Film: The Wonderful Story of Henry Sugar 
In Cinemas and Streaming on Netflix 

This may be a hot take, but I believe director Wes Anderson’s current obsession with multiple layers of storytelling (which started with The Grand Budapest Hotel) may be influenced by Christopher Nolan. Unlike Pedro Almodóvar’s Strange Way of Life, Wes Anderson’s latest short film is a self-contained story told in such a complex structure that it must owe a debt of gratitude to Nolan’s Inception. Based on a Roald Dahl short story, Anderson starts The Wonderful Story of Henry Sugar with Roald Dahl himself, played with dry wit by Ralph Fiennes, and for a while there, one would think the movie is about Dahl’s writing process and how the story came to him. But soon, Dahl begins to narrate the story of Henry Sugar (Benedict Cumberbatch), a selfish and rich bachelor with no redeeming qualities. Sugar takes over with the narration that leads him to find a journal of one Dr. Chatterjee, entitled A Report on Imdad Kahn: The Man Who Sees Without Using His Eyes. Sugar starts reading the journal and soon it's Chatterjee (played marvelously deadpanned by Dev Patel) narrating his story about how he met Imdad Kahn (Ben Kingsley) one day at his Indian hospital, and how nonchalant Kahn seemed to be about his ability to see without his eyes. Kahn, of course, is the last of our narrators as he explains how he received this gift before the story slingshots back to each of our narrators to conclude their part of this “wonderful story.” Whew. 

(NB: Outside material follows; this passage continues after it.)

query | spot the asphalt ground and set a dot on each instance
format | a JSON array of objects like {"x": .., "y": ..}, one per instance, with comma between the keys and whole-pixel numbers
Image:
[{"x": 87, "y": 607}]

The Wonderful Life of Henry Sugar (c) Netflix

Like Asteroid City, Anderson’s popular feature film from earlier this year, he and his collaborators have created another world-within-world puzzle box. The theatrical artifice, it seems, is the point. Anderson goes deeper in this direction by writing the dialogue like prose, thus having each of the narrators feel like he’s reading his own story as he is enacting it. It’s all quite fun, and while all these layers of this Inception onion may feel indulgent, Anderson relishes putting his artistic vision over Dahl’s already clever story. All the main actors, except Fiennes, are new to the Anderson cinematic universe, and they adapt adeptly to his idiosyncratic world. The biggest part does go to Cumberbatch, who seems his most relaxed here than in any of his recent films. Sugar’s arc is surprisingly similar to that of Cumberbatch’s Dr. Strange, who starts out as a feckless narcissist before a spiritual discovery gives him powers (including, like Strange, the ability to levitate while he meditates–see the poster). The story culminates in a sort of Charles Dickens-like epiphany that perfectly ends the 40-minute film with the typical Roald Dahl social commentary moral. This is the first of four Roald Dahl shorts from Anderson to premiere on Netflix this week. The others are The Swan, The Rat Catcher and Poison, all with the same rotating cast of actors; Henry Sugar is the longest. It’s a spiritual kinship that is yielding imaginative and enjoyable dividends.